In Richardson v. Greenberg (188 App. Div. 248) we, by a divided court, three to two, held that the mere inhalation or lodgment of a glanderous germ in the nose, although the contact with the germ arose out of the employment, was not an injury arising out of the employment. There the abrasion of the mucous membrane, through which the germ entered, was supposed to have taken place outside of the employment. I think there is evidence here to show that the infection took place in the course of the employment; but if it took place otherwise, I wish to repeat the views expressed in my dissenting opinion in the Richardson case.
In Matter of Eldridge v. Endicott, Johnson & Co. (228 N. Y. 21), recently decided by the Court of Appeals, it was held that judicial notice could not be taken that by handling animals, or hides of animals, anthrax was liable to follow. But in this case we have affirmative evidence upon that subject. The inspector of the defendant says that he was informed from one source that the employee had anthrax. He was asked: “ Did you then know the source of anthrax? A. Yes, I know it comes from animals, from the hide or skin of animals. Q. And you knew he was handling animals? A. Yes. Q. So that if he had anthrax it would be your conclusion that he got it while in your employment? A. Of course, I couldn’t swear to that. * * * Q. When you say no accident was reported to you, you mean you concluded that anthrax is not an accident and therefore no accident was reported to you? A. Aman might take anthrax through an abrasion of the skin, handling a horse, and have no accident. * * * Q. If anthrax was an accident, was an accident reported to you? A. By the physician, in his judgment, what he thought was anthrax.”
The widow says that the husband was handling a diseased horse; she did not know what the disease was. The employer could have furnished evidence upon that subject but failed to do so.
Dr. Awerta swore: “ Q. Did you think of anthrax? A. I asked him the first time, when he was in my office, and he led me to believe he had nothing to do with animals, that what *10he did was more in a clerking capacity, and I ruled that out.” The evidence conclusively proves that he was not employed in a clerking capacity, but was handling horses. We quote from Dr.
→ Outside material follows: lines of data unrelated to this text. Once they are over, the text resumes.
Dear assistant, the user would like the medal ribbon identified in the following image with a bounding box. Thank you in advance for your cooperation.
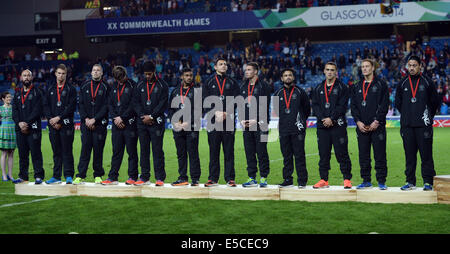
[247,78,258,103]
[363,78,373,101]
[408,75,420,98]
[147,80,156,101]
[20,85,33,105]
[117,83,125,102]
[283,87,294,109]
[91,80,102,101]
[216,75,227,96]
[56,81,66,102]
[180,84,192,104]
[323,79,336,103]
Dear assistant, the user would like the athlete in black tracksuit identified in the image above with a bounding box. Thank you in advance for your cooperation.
[312,76,352,186]
[44,78,77,180]
[351,76,389,185]
[239,75,272,183]
[107,78,138,184]
[74,79,109,180]
[133,65,169,186]
[169,74,202,186]
[12,77,45,184]
[274,71,311,188]
[395,61,440,188]
[202,67,239,187]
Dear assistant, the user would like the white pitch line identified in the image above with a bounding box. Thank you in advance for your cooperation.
[0,196,63,208]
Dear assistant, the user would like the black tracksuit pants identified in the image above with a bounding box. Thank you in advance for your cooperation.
[173,130,201,181]
[77,123,108,178]
[208,130,235,182]
[108,124,138,181]
[356,126,387,184]
[317,126,352,181]
[16,130,45,181]
[138,125,166,181]
[400,126,436,185]
[280,132,308,186]
[242,130,270,179]
[48,125,75,179]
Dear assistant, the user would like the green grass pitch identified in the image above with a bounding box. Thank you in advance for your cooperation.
[0,128,450,234]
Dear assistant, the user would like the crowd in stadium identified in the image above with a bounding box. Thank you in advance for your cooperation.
[0,38,450,115]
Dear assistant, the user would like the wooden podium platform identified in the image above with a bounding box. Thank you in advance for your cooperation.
[15,175,450,204]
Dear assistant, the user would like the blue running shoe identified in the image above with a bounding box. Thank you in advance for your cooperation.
[259,177,267,188]
[356,182,372,189]
[400,183,416,190]
[242,177,258,187]
[378,183,387,190]
[423,183,433,191]
[45,177,61,184]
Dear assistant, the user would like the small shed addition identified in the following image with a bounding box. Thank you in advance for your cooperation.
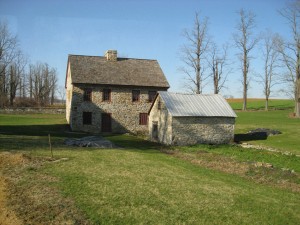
[149,91,237,145]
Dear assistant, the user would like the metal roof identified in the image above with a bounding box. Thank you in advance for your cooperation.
[158,91,237,117]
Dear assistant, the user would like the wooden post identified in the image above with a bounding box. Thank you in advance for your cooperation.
[48,134,53,158]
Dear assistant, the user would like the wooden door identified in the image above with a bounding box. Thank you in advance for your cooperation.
[101,113,111,132]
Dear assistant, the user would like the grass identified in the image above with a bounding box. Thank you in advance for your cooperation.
[235,110,300,155]
[227,99,295,110]
[0,110,300,224]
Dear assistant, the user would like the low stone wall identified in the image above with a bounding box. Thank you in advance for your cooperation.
[0,107,66,114]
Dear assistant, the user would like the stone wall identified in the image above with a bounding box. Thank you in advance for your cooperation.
[149,96,172,145]
[172,117,235,145]
[66,63,73,125]
[70,84,169,134]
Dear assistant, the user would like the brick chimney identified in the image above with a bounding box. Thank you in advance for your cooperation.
[105,50,118,61]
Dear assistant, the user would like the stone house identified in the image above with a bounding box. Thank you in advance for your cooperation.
[149,91,237,145]
[66,50,169,133]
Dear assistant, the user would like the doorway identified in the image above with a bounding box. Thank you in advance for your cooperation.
[101,113,111,132]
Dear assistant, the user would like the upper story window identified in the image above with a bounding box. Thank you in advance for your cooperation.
[82,112,92,125]
[139,113,148,125]
[132,90,141,102]
[83,88,92,102]
[102,89,111,102]
[148,91,157,102]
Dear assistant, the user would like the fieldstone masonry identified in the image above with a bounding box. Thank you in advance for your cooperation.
[172,117,235,145]
[66,50,169,134]
[149,95,235,145]
[70,85,165,134]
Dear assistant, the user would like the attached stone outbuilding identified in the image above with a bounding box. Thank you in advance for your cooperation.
[149,91,237,145]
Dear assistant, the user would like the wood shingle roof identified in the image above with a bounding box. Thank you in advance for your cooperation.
[68,55,169,88]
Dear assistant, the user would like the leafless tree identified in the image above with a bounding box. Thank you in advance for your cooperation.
[258,30,280,111]
[8,50,27,106]
[0,21,18,106]
[208,43,231,94]
[234,9,259,110]
[277,0,300,117]
[179,13,210,94]
[28,63,57,106]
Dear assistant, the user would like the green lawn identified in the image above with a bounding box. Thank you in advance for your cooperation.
[227,99,295,110]
[0,110,300,224]
[235,110,300,155]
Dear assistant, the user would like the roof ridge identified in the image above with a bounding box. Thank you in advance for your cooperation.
[68,54,157,61]
[161,91,222,96]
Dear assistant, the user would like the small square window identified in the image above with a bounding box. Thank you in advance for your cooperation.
[102,89,111,102]
[148,91,156,102]
[140,113,148,125]
[82,112,92,125]
[132,90,141,102]
[83,88,92,102]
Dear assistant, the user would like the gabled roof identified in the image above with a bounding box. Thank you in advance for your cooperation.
[68,55,169,88]
[158,91,237,117]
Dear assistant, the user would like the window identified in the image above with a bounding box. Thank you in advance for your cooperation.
[83,88,92,102]
[132,90,140,102]
[148,91,156,102]
[102,89,111,102]
[82,112,92,125]
[140,113,148,125]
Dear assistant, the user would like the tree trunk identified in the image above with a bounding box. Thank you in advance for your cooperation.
[265,98,269,111]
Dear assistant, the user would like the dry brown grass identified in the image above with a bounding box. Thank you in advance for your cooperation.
[0,152,88,225]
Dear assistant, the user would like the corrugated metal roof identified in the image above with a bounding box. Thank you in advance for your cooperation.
[158,91,237,117]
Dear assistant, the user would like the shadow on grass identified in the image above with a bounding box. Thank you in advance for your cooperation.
[0,124,87,151]
[105,135,163,151]
[234,132,268,143]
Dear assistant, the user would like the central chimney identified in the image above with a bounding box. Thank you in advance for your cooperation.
[105,50,118,61]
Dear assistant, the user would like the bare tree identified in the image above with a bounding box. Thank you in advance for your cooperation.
[258,31,280,111]
[0,21,18,106]
[277,0,300,117]
[9,50,27,106]
[179,13,210,94]
[234,9,259,110]
[28,63,57,106]
[208,43,231,94]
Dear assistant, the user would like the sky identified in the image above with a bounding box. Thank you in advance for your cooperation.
[0,0,289,98]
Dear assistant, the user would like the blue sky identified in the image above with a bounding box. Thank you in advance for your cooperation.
[0,0,289,97]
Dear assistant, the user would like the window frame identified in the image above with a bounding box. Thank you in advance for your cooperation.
[148,91,157,102]
[131,90,141,102]
[102,88,111,102]
[82,112,93,125]
[83,88,93,102]
[139,113,148,125]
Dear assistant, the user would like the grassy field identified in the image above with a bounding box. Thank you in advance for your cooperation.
[227,98,294,110]
[0,109,300,224]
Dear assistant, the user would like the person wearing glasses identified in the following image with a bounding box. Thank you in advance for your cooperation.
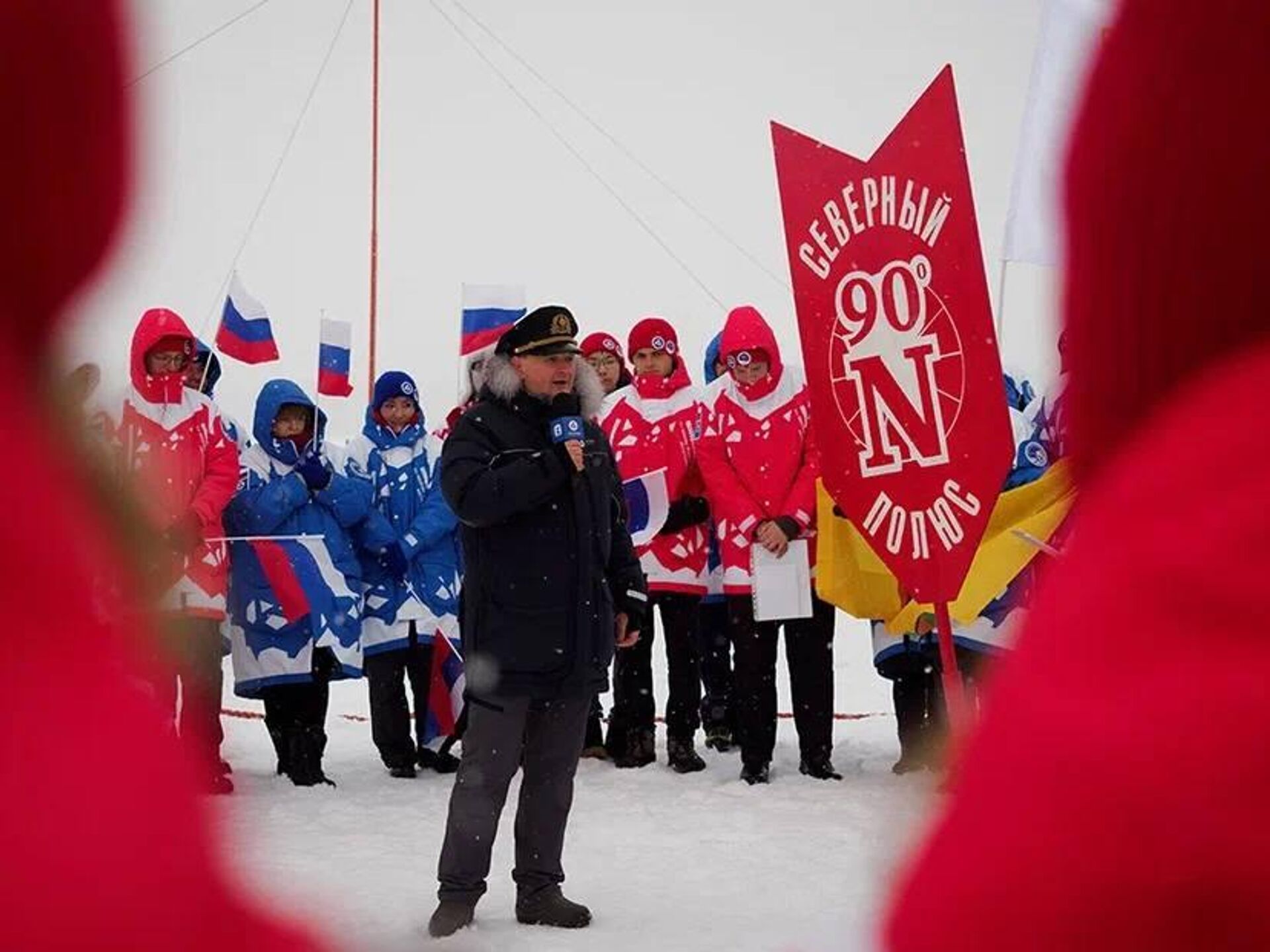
[110,307,239,793]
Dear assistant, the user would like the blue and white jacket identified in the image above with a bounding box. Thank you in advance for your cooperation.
[872,373,1058,678]
[344,407,460,655]
[225,379,371,697]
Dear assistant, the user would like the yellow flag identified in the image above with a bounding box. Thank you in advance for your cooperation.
[816,459,1076,632]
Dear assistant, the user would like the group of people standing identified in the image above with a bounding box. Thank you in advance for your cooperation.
[108,309,460,793]
[104,299,841,934]
[581,306,841,783]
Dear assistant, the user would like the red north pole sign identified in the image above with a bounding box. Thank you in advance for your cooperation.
[772,66,1013,602]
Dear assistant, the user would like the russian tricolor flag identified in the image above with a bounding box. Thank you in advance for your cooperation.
[419,628,466,744]
[622,467,671,548]
[458,284,525,357]
[247,539,315,625]
[216,273,278,363]
[318,317,353,396]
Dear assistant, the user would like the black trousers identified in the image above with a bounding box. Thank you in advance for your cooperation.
[728,595,834,764]
[261,678,330,773]
[437,697,591,904]
[152,617,225,773]
[697,599,737,733]
[890,669,945,759]
[609,592,701,749]
[363,622,432,768]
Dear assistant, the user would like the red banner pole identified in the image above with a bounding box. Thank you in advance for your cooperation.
[366,0,380,401]
[935,602,969,746]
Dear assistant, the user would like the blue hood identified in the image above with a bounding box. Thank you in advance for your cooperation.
[194,339,221,396]
[702,331,722,383]
[362,404,428,450]
[251,379,326,465]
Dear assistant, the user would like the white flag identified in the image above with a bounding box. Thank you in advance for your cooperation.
[1002,0,1111,265]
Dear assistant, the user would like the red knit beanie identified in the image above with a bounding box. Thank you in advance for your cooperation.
[626,317,679,357]
[581,330,626,362]
[1066,0,1270,476]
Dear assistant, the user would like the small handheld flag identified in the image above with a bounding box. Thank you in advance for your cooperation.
[458,284,525,357]
[216,278,278,363]
[318,317,353,396]
[419,628,466,744]
[622,468,671,548]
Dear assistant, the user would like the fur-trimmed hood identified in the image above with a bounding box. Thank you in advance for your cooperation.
[484,354,605,420]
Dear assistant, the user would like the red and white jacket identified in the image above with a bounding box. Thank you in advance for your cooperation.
[697,307,820,595]
[110,309,239,619]
[597,358,708,595]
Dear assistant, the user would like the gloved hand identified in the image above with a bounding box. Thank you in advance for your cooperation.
[657,496,710,536]
[613,593,649,642]
[163,512,203,555]
[380,542,410,579]
[548,393,584,472]
[772,516,802,542]
[548,393,581,420]
[296,453,330,493]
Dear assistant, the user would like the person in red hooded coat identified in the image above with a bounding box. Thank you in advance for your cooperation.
[578,330,631,395]
[0,0,314,952]
[112,307,239,793]
[599,317,710,773]
[885,0,1270,952]
[698,306,842,785]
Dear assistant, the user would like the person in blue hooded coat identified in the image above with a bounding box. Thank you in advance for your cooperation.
[185,338,247,453]
[872,373,1056,774]
[225,379,371,785]
[697,331,736,752]
[344,371,460,777]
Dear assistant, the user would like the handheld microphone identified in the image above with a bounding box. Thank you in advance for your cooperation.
[548,416,587,446]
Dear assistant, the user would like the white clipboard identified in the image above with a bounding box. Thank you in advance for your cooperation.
[749,538,812,622]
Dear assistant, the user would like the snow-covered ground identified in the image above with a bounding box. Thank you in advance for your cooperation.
[214,617,935,952]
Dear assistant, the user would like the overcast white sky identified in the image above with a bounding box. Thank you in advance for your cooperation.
[67,0,1050,436]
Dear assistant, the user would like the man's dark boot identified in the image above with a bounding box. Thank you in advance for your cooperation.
[516,886,591,929]
[287,726,335,787]
[269,727,291,777]
[613,727,657,768]
[798,756,842,781]
[581,711,609,760]
[428,898,476,939]
[665,738,706,773]
[706,725,733,754]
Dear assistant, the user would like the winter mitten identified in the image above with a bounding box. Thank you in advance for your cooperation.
[296,453,330,493]
[380,542,410,579]
[657,496,710,536]
[772,516,802,542]
[163,512,203,555]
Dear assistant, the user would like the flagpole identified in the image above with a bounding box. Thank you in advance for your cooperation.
[366,0,380,400]
[203,533,326,542]
[935,602,969,746]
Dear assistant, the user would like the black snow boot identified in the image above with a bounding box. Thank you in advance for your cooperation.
[706,723,733,754]
[428,898,476,939]
[581,711,609,760]
[269,727,291,777]
[613,727,657,768]
[419,748,458,773]
[287,726,335,787]
[798,756,842,781]
[516,886,591,929]
[665,738,706,773]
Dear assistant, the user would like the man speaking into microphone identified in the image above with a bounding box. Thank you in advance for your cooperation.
[428,305,648,937]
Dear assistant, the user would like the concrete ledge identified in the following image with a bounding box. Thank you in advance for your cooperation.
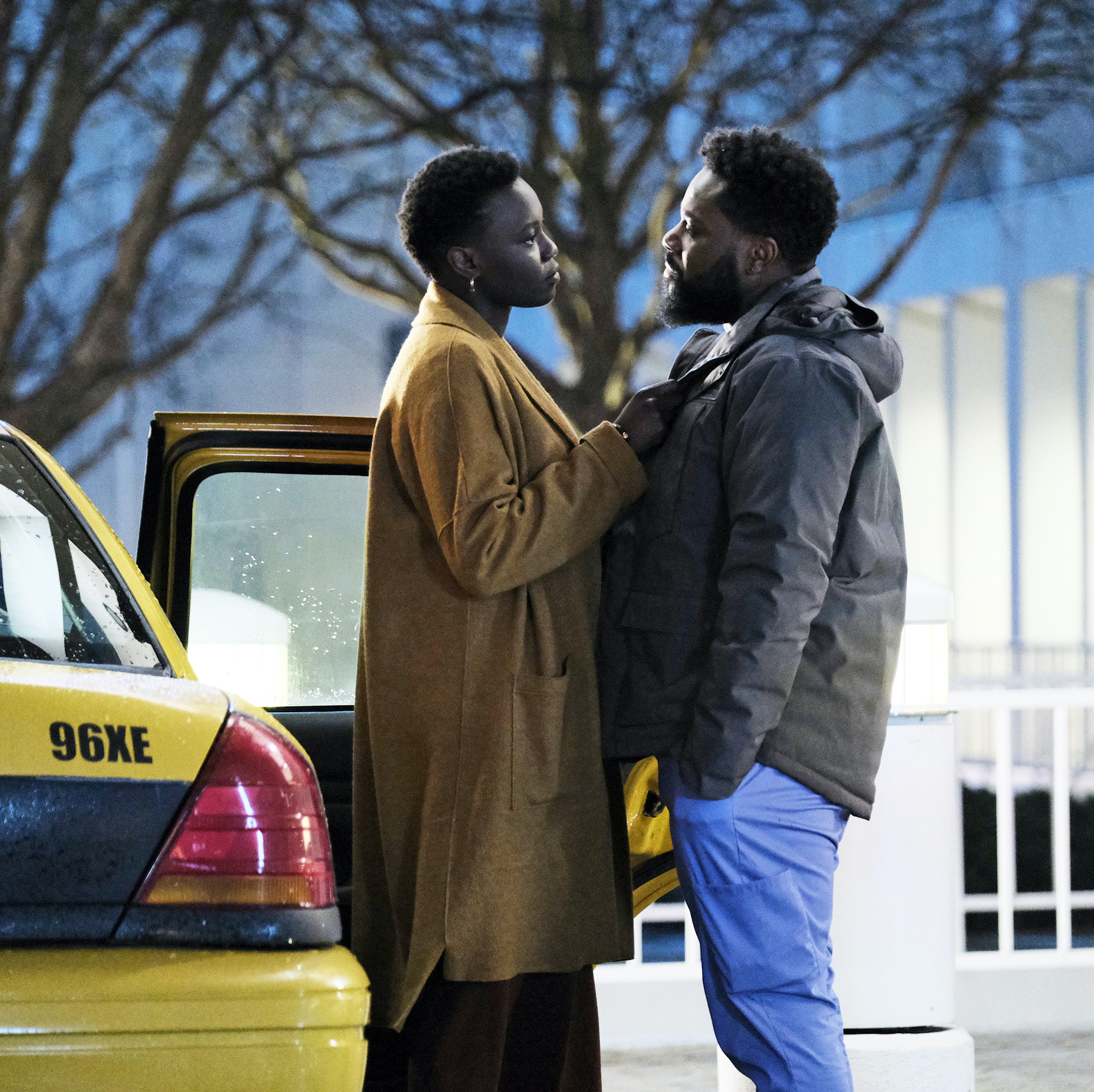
[717,1027,976,1092]
[596,976,714,1050]
[956,967,1094,1035]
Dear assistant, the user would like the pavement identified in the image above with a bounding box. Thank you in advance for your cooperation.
[604,1032,1094,1092]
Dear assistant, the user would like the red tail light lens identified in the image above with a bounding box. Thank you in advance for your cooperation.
[137,713,335,907]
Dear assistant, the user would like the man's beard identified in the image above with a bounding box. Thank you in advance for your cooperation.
[658,250,745,326]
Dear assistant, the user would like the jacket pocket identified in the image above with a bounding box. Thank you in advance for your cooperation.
[616,592,711,726]
[512,667,578,808]
[694,869,820,993]
[641,398,716,538]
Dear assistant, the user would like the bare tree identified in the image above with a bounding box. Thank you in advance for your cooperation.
[0,0,411,446]
[0,0,1094,445]
[286,0,1094,425]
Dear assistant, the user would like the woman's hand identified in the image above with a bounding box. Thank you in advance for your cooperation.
[613,380,685,458]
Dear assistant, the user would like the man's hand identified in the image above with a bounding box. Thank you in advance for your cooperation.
[615,380,685,458]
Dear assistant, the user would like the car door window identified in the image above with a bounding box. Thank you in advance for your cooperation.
[187,469,368,708]
[0,440,165,672]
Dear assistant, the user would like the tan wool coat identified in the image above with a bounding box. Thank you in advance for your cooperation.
[352,283,646,1027]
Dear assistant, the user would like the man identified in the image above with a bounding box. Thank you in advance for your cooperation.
[352,148,678,1092]
[598,128,906,1092]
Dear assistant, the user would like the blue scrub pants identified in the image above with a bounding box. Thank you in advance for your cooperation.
[660,756,851,1092]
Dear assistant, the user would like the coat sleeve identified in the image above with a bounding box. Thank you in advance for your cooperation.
[406,337,646,596]
[680,357,861,800]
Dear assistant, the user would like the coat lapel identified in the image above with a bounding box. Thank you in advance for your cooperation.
[413,280,579,444]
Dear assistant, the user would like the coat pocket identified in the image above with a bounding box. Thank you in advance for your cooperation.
[694,869,820,993]
[512,668,578,808]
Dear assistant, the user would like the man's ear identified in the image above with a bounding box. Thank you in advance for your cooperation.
[445,246,481,280]
[745,235,780,277]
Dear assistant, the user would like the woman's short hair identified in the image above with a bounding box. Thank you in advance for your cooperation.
[700,126,839,270]
[398,147,521,275]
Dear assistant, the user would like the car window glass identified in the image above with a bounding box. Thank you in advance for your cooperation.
[0,440,164,671]
[188,470,368,708]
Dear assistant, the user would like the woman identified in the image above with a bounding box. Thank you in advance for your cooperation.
[353,148,677,1092]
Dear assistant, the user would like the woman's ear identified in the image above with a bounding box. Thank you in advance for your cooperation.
[445,246,481,281]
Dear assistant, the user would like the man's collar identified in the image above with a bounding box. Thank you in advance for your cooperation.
[707,266,820,360]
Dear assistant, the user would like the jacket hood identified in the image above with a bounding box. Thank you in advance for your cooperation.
[759,280,904,401]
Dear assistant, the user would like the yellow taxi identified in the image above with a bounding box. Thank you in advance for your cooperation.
[0,414,676,1092]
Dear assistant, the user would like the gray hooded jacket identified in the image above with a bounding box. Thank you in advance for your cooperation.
[597,269,907,818]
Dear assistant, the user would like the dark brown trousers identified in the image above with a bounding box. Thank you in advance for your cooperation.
[365,965,600,1092]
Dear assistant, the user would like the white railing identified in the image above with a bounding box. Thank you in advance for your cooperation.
[949,688,1094,968]
[596,688,1094,981]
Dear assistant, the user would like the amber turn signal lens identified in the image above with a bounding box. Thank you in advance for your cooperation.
[145,875,312,906]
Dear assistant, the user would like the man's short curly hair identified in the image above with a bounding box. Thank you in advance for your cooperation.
[398,146,521,275]
[701,126,839,270]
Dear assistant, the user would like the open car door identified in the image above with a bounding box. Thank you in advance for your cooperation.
[137,414,677,942]
[137,414,374,940]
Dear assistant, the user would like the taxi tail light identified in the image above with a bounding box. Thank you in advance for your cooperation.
[137,713,335,907]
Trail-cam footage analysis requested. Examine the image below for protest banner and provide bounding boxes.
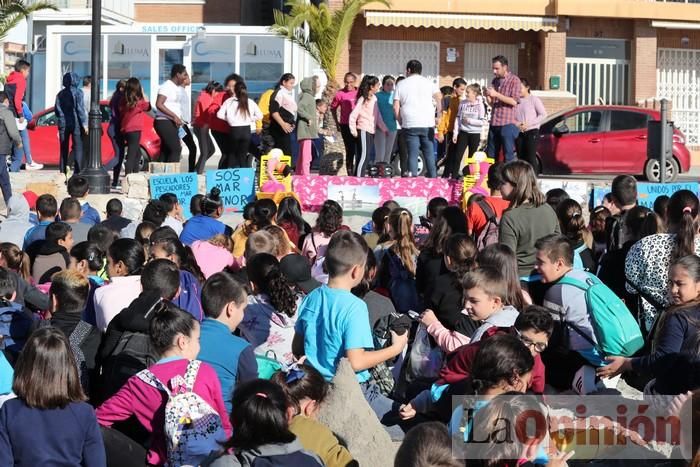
[637,182,698,209]
[258,154,292,192]
[149,173,199,219]
[207,169,255,213]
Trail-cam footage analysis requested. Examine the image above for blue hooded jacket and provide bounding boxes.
[56,72,88,133]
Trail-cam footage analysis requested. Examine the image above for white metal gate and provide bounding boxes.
[362,40,440,82]
[656,49,700,146]
[566,58,630,105]
[464,42,518,88]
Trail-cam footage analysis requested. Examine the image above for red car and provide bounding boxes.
[537,105,690,182]
[27,101,160,170]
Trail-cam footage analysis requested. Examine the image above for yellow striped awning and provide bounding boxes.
[365,11,559,31]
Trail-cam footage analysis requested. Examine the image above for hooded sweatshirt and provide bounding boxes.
[0,195,34,248]
[297,78,318,139]
[5,71,27,118]
[202,439,324,467]
[471,305,518,342]
[56,72,88,133]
Eberle: “ Q. The reason I say that is because those are pathomonic places; the people get it because they work around these hides and skins and they scratch themselves or they shave themselves and so they get it? A. They might scratch their nose.”
The evidence of the doctors indicates that in a case of this kind, if the man is working around horses, anthrax is one of the first things thought about. The history of the trial shows that the only inquiry about anthrax was as to whether that was the cause of death; it was assumed and not denied that if he had anthrax it arose from his handling horses. This case, therefore, differs from the Eldridge case. I favor an affirmance.
Award reversed and matter remitted to the Commission.